Dates for Open Season

Each year OPM provides an open season from the Monday of the second full workweek in November through the Monday of the second full workweek in December.

The Director of OPM may modify the dates of open season or announce additional open seasons.

Your open season election generally will take effect the following January.

Notification to Agencies

OPM notifies agencies of each regular open season by a Benefits Administration Letter (BAL). We give specific instructions on the coordination of open season, and let the agencies know of any changes in materials to be issued or procedures to be followed during that period.

If your employing office's health benefits official needs additional open season information or assistance, he/she may contact the headquarters benefits officer. The headquarters benefits officer may contact OPM with questions.

Employee Express

Your agency may allow or require you to make open season changes through "Employee Express," or another electronic method, instead of using a Health Benefits Election form (SF 2809). Check with your employing office to see if this method is available for your use.

Other Enrollment Actions During Open Season

While new enrollments and other permissible enrollment changes can be made as usual during the open season, these should not be identified as open season changes on the appropriate request because open season changes do not take effect until January.
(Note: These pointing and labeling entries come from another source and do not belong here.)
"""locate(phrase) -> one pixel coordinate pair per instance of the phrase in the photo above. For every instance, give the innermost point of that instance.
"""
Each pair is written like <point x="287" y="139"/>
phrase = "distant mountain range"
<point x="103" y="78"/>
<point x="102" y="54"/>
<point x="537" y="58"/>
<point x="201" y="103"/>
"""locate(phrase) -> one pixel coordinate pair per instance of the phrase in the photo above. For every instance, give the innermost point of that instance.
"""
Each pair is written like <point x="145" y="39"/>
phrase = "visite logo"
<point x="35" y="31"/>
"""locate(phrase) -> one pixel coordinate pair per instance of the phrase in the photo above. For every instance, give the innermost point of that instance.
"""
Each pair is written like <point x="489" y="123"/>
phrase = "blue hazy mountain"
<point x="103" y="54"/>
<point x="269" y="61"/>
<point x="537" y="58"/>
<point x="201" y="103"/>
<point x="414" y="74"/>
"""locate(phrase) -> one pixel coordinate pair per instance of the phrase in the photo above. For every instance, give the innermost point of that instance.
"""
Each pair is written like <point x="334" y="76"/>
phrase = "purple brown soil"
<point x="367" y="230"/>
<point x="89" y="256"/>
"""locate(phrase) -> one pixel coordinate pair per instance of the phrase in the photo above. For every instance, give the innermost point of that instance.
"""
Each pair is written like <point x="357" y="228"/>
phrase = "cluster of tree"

You should make sure that you specify the reason for your enrollment change on your enrollment request.

Timely Election

Your employing office must receive your open season election no later than the last day of open season to be considered timely filed.

Your employing office may accept and process a late election if it determines that you were unable to submit it timely for reasons beyond your control (e.g., your employing office did not distribute open season literature until after open season). Your failure to read the available material is not considered a reason beyond your control.

If your employing office decides to accept a late election, it enters "belated open season enrollment/change" in the Remarks section of your enrollment request. You or your employing office must explain why you could not make a timely election and attach the statement to the file copy of your enrollment request.

If your employing office decides that your late election was not beyond your control, it must explain to you in writing why it did not accept your late request and give you notice of your reconsideration rights.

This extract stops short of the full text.